Epistasis was first defined in 1909 to describe the masking effect that one variant or allele at one locus had on the variant at another locus [2 ]. In the pentrance table shown below we notice that the phenotype being observed (0 or 1) depends on at least two loci: A and B. The epistatic interaction between these two loci dictates that the genotype of the A allele is masked by the B genotype; we observe a phenotype only when the B genotype is present. If one wishes to identify Epistasis in genome-wide data, the use of systematic approaches is required. When Epistasis is observed from the data we have, it tells us something very interesting about the biological pathway leading to the phenotype of interest. Moreover, identification of epistatic interactions can also tell us something interesting about the biological interactions between the proteins produced by the genes at hand. Many human geneticists believe that Epistatic interactions are likely to be ubiquitous in common human diseases [3 ].

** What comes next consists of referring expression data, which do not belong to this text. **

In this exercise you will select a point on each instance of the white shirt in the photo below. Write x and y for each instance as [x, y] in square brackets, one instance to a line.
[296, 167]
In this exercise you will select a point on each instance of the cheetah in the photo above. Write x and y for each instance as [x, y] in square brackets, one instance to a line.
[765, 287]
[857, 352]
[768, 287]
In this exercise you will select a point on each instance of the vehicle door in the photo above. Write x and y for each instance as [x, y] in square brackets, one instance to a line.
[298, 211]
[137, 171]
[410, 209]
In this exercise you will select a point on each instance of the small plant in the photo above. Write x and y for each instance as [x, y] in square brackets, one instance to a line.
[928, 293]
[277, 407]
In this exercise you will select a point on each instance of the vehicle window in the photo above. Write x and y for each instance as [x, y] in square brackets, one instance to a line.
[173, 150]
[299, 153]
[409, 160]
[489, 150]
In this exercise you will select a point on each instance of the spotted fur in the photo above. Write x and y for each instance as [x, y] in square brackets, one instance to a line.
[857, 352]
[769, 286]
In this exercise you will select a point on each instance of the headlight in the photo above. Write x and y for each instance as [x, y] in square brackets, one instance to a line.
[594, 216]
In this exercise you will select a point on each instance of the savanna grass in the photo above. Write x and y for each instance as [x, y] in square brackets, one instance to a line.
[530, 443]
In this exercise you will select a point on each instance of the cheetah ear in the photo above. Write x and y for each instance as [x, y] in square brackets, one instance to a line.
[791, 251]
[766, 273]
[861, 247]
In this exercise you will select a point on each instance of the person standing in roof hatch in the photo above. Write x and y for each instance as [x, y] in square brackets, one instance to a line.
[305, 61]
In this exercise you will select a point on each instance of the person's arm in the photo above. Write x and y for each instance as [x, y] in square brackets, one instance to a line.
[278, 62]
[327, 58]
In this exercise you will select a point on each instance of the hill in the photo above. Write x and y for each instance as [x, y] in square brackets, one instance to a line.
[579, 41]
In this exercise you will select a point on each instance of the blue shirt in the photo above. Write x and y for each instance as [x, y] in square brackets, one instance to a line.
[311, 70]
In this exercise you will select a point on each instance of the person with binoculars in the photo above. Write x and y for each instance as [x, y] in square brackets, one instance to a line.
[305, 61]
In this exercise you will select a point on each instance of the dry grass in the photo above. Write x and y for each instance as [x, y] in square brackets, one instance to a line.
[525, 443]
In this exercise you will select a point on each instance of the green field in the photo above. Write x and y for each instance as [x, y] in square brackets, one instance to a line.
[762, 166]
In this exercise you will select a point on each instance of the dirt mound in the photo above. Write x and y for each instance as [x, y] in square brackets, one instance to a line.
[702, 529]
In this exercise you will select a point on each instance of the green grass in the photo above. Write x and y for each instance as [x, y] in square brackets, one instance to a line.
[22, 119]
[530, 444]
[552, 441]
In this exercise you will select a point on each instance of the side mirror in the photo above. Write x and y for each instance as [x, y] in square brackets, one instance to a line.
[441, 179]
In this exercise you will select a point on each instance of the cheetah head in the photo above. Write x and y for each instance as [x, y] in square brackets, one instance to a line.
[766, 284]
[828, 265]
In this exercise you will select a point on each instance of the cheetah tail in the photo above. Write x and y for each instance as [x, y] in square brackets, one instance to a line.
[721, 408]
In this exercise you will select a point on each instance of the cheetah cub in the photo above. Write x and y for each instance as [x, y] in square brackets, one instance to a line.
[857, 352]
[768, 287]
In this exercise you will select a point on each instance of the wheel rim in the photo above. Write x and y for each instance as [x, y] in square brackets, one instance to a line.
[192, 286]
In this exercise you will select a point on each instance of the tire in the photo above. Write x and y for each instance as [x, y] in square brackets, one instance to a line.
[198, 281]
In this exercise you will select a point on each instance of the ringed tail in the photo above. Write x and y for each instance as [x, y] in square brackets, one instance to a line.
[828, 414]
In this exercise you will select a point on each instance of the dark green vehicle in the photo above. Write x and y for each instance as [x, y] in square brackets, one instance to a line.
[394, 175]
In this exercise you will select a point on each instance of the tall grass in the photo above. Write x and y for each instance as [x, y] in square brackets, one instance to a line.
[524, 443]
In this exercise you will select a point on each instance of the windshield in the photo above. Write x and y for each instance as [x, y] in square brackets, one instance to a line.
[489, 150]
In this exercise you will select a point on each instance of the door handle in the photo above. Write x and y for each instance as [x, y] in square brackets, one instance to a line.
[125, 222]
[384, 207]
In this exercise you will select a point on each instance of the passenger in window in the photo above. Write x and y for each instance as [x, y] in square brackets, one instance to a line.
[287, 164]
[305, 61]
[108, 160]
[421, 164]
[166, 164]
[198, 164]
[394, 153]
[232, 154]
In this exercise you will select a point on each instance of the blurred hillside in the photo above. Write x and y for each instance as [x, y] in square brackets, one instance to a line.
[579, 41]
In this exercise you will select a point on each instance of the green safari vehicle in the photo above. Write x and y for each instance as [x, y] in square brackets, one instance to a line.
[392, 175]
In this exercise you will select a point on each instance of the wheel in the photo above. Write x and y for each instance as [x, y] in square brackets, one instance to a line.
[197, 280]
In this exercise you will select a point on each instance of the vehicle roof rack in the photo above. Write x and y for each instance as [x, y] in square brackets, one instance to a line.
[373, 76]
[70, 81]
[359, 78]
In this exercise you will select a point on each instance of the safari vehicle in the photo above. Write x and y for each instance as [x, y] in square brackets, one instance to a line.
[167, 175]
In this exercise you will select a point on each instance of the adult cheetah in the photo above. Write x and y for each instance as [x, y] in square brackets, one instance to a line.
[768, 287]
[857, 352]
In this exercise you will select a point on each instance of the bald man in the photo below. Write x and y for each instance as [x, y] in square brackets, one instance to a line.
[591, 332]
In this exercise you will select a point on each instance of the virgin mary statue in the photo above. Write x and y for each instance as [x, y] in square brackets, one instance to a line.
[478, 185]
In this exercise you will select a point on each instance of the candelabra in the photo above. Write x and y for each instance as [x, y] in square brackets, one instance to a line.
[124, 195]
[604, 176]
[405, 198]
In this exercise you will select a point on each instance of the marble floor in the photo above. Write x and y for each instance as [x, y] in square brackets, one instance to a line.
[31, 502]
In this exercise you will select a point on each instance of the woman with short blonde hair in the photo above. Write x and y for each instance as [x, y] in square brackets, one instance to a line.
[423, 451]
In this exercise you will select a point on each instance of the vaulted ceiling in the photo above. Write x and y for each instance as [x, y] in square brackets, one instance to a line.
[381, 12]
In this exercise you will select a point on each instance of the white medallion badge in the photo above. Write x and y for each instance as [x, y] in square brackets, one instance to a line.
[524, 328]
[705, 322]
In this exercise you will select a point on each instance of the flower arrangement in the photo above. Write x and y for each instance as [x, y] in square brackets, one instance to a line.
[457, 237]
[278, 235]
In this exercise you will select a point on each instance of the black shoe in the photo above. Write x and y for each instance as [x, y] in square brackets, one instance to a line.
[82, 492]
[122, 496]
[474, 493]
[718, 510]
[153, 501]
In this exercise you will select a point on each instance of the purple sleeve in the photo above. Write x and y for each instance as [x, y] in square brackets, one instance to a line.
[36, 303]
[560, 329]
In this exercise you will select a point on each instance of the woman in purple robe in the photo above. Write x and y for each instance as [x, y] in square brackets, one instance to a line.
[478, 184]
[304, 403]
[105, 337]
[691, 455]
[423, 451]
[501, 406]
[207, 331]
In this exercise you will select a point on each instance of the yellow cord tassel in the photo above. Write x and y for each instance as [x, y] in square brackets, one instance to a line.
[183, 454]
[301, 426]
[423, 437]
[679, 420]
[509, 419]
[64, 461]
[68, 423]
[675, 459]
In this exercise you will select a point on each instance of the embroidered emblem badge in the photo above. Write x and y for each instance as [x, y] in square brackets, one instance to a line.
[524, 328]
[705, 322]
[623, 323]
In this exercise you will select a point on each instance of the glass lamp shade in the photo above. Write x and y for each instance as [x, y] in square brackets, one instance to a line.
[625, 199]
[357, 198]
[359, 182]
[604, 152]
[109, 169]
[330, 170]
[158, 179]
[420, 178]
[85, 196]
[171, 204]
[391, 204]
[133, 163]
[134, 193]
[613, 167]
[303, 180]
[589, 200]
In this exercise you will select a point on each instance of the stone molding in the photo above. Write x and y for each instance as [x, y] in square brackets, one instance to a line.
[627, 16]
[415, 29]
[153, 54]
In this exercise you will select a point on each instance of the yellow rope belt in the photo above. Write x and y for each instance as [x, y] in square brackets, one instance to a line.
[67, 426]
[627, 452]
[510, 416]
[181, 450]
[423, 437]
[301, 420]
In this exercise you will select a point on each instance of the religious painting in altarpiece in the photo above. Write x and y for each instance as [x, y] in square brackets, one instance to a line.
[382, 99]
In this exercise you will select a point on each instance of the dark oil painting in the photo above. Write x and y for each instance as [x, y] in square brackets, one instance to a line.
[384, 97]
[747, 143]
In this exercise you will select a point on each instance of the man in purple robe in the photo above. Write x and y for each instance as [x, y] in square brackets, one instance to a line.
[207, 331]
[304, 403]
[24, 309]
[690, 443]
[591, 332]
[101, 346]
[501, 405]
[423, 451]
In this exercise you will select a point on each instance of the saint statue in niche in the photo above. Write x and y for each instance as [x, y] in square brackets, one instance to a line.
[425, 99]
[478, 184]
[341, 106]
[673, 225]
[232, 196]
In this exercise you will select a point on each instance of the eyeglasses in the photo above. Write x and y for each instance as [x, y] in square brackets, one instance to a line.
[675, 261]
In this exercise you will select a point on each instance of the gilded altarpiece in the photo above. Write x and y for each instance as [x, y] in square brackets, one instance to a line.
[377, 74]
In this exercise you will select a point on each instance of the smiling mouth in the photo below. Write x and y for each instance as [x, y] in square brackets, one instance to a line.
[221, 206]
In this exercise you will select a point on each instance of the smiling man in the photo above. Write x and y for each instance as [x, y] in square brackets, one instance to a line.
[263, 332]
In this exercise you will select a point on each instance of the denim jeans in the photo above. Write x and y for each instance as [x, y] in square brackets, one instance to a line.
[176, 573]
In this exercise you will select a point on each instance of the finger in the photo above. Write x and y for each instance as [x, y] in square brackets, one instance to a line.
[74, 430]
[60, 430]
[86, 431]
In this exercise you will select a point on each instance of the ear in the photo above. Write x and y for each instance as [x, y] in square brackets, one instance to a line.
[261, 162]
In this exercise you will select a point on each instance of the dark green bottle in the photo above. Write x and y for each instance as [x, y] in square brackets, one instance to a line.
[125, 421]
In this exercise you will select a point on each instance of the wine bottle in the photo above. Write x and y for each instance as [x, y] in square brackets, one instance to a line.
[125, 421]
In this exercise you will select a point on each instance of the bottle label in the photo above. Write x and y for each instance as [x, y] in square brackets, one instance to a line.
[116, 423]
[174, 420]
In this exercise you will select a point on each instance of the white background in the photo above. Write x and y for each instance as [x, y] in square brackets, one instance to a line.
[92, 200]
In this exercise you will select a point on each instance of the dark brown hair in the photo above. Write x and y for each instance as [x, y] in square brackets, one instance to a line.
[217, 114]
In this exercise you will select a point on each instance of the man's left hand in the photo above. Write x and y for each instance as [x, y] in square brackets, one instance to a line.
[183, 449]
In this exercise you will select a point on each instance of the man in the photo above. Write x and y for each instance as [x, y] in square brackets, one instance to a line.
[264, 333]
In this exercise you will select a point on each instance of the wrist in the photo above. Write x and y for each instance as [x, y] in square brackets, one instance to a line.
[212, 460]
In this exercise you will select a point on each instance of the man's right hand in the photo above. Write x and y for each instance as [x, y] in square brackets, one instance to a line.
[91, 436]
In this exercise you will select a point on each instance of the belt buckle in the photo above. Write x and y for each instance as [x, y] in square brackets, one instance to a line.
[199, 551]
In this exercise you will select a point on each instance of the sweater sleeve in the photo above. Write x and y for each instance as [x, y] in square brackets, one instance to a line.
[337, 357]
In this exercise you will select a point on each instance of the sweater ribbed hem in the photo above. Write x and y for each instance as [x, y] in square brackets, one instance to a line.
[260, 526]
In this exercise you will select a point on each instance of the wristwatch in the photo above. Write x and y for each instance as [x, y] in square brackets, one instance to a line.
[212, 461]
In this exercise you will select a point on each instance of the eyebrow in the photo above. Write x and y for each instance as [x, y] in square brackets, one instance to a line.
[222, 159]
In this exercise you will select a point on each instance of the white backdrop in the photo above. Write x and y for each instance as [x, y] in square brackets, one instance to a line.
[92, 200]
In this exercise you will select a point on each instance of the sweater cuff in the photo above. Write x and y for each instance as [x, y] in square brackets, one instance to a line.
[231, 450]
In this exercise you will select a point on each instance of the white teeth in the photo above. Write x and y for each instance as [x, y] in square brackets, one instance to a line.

Epistasis Penetrance Table: Penetrance table showing a general case of epistasis. Values of 0 and 1 correspond to controls and cases respectively.


1. Wikipedia, "Functional Genomics",, accessed on 09/03/2013

2. Cordell, H. J. (2002), "Epistasis: what it means, what is doesn't mean and statistical methods to detect it in humans". Human Molecular Genetics 11: 2463-2468.

3. Moore, J. H. (2003), "The ubiquitous nature of Epistasis in determining susceptibility to common human diseases". Human Heredity 56: 73-82.